The 26-year-old radar intercept operator was declared missing in action on Sept. 21, 1966.

As the four-decade anniversary approached, Wickersham and Mills' family were still hoping for some sort of closure.

"I wrote to his sister and told her I put her on my prayer list," Wickersham said this week. "If you believe in prayer, then it works."

The Bakersfield jeweler also attended BHS, and he remembers Jim Mills and other Mills siblings.

"That guy was something else," he said of James.

Mills earned letters for four years in basketball, football and track, according to information provided by his family.
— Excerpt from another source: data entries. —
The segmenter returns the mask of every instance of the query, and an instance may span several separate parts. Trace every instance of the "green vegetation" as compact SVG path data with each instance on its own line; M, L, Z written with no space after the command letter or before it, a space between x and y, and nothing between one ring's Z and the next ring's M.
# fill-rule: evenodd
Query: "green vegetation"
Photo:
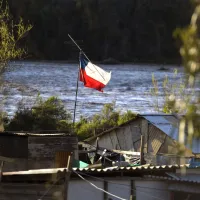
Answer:
M31 25L25 25L22 18L18 21L10 15L9 7L6 1L0 0L0 90L5 93L2 85L2 74L12 59L21 58L25 53L24 48L20 48L20 42L32 28ZM1 106L3 101L1 101ZM5 113L0 111L0 130L4 130L3 118Z
M194 88L189 88L185 81L178 77L177 69L174 70L173 79L176 82L171 83L166 76L162 82L162 86L158 86L158 81L154 74L152 74L153 88L150 94L154 99L154 109L167 114L185 114L185 111L180 109L179 102L184 101L187 104L191 102L194 95ZM160 93L163 94L163 103L159 99Z
M194 1L195 10L191 17L190 25L184 29L177 29L174 33L182 41L180 54L186 73L186 84L193 88L199 87L200 75L200 3ZM177 101L176 101L177 102ZM180 123L180 142L184 143L184 130L187 129L187 142L192 145L193 137L200 137L200 93L192 96L192 101L184 100L177 102L175 106L185 111L185 116Z
M92 116L91 119L81 117L80 121L76 123L76 132L80 139L85 139L121 125L135 117L136 114L131 111L123 114L115 111L115 103L105 104L101 112Z
M190 0L8 0L13 19L34 25L30 59L77 60L71 34L96 61L180 61L172 37L188 24Z
M15 23L10 15L6 1L0 0L0 73L4 72L8 61L21 58L25 53L24 48L19 47L31 25L25 25L22 18Z
M71 125L71 115L65 110L61 100L50 97L44 101L38 96L32 108L21 103L5 128L8 131L70 131Z
M118 126L135 118L136 114L127 111L121 114L115 111L115 104L105 104L99 114L91 119L81 117L75 124L75 132L80 139L99 134L109 128ZM46 101L38 96L35 104L27 108L23 103L19 104L12 119L7 121L7 131L65 131L72 132L73 124L70 113L64 108L63 103L57 97L50 97Z
M181 84L171 84L167 78L163 81L164 106L162 111L183 114L179 128L180 152L184 149L185 142L192 145L193 138L200 137L200 93L194 93L195 86L198 88L200 86L199 1L194 1L194 6L189 26L177 28L173 34L181 42L180 54L185 69L185 81ZM154 86L152 94L157 96L160 91L154 76L152 82ZM160 109L158 99L155 106Z

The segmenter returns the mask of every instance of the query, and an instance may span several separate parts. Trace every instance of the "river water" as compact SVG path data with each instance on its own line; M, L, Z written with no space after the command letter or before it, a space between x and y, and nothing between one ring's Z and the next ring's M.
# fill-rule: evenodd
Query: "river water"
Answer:
M109 84L101 93L86 88L79 82L76 116L91 116L99 112L105 103L116 103L116 109L121 112L131 110L138 113L156 112L155 98L150 95L152 88L152 74L162 87L162 81L167 75L170 82L183 77L180 66L166 66L168 70L161 71L159 65L100 65L107 71L112 71ZM178 76L174 77L174 69L178 69ZM73 113L76 92L78 63L66 64L58 62L11 62L9 70L4 74L6 99L4 110L12 116L23 101L31 106L37 94L44 98L59 97L66 108ZM162 103L162 93L159 94Z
He attended Bakersfield College for one year before transferring to UC Berkeley, where he earned a business degree before joining the U.S. Navy.

Mills was last known to have been over a target 20 miles north of the demilitarized zone in North Vietnam. There was only one other two-man crew in the area, but neither man reported seeing Mills' jet go down.

It was an uncertain accounting that hundreds of American families endured in the years following the war. It's an uncertainty many live with still.

During President Jimmy Carter's administration, all the MIAs and POWs except one were declared presumptively killed. But presuming and knowing are very different notions, said Judie Mills Taber, one of Jim's sisters.

"For the first time, there's a glimmer of hope," Taber said from near her home in La Habra, Calif.

Increased cooperation between Vietnam and the United States in searching for evidence of servicemen missing in action has yielded results for other families, she said.

And this summer some aviation wreckage that had not been turned over by rural villagers was located, Taber said. It could be wreckage from her brother's plane -- or from one other plane that also likely crashed in the same area.

"We're hoping for something," she said. "If not for us, then for the other family. It could mean answers for one of two families."

As of this month, 1,798 Americans are still missing and unaccounted for from the Vietnam War, according to the National League of Families of American Prisoners and Missing in Southeast Asia.

Their names are engraved in steel -- and in memory.